Collective intelligence applied to healthcare

The virtuous cycle

James Fleck: Anticancerweb 12 (08), 2020

The practice of medicine presumes a strong connection with the patient. Empathy, which supports doctor-patient relationship, is a cognitive process. It is the result of experienced medical care, in which the doctor has the ability to identify and understand the nature of the patient's feelings. Empathy depends on sensitivity, but goes further, as it implies psychological learning. The cognitive approach is an essential part of multidimensional patient care, leading to a synergistic relationship between the intelligences of both, doctor and patient. The cognitive approach in the doctor-patient relationship applies the concept of collective intelligence in health care.

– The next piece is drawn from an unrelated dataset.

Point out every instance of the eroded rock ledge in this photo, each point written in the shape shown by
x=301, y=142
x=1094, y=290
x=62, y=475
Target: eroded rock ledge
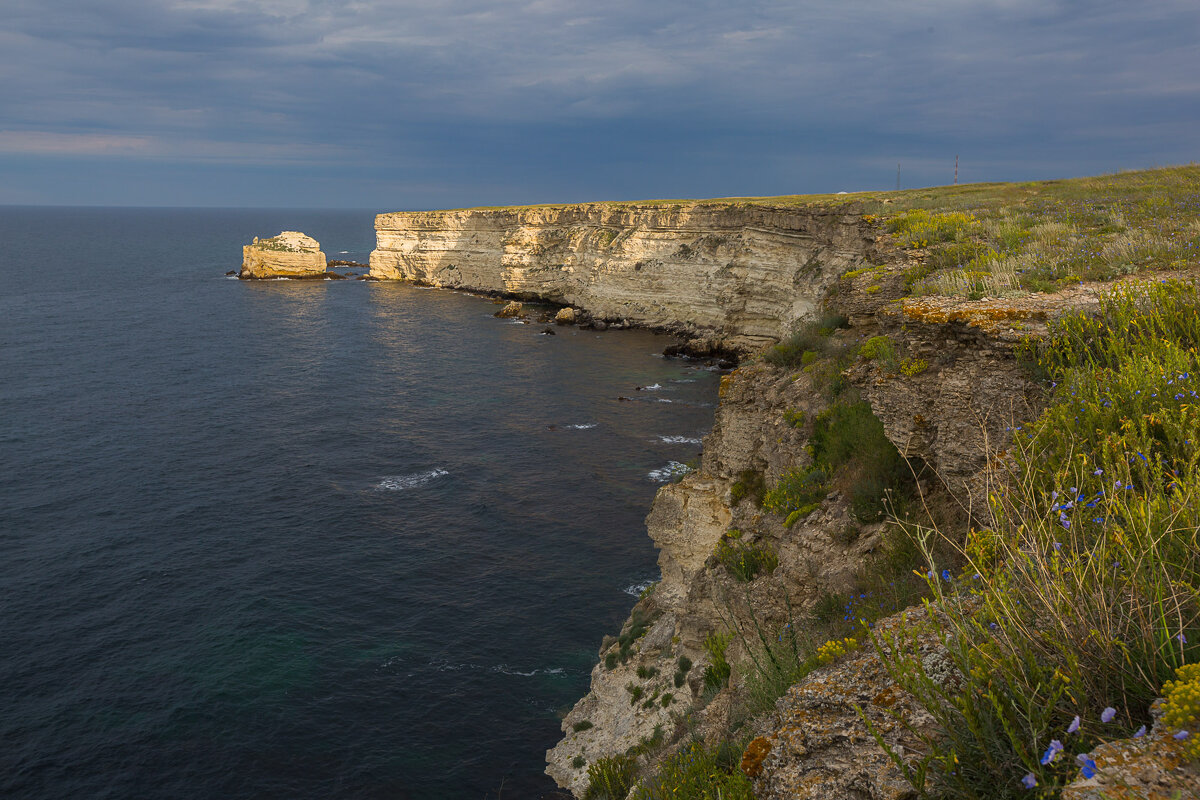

Studies have shown that the quantification of collective intelligence is generally greater than the simple arithmetic addition of individual intelligences (factor c). However, doctor and patient must speak a clear and simple language, a fundamental condition for generating collective intelligence. This is the first step in overcoming natural challenges and achieving fruitful communication. The advantages are bilateral. The patient understands the disease and modulates his behavior to facilitate problem solving. The physician obtains greater effectiveness in the proposed interventions, better understanding how to deal with the patient's subjectivity. This is the basis for creating a virtuous cycle.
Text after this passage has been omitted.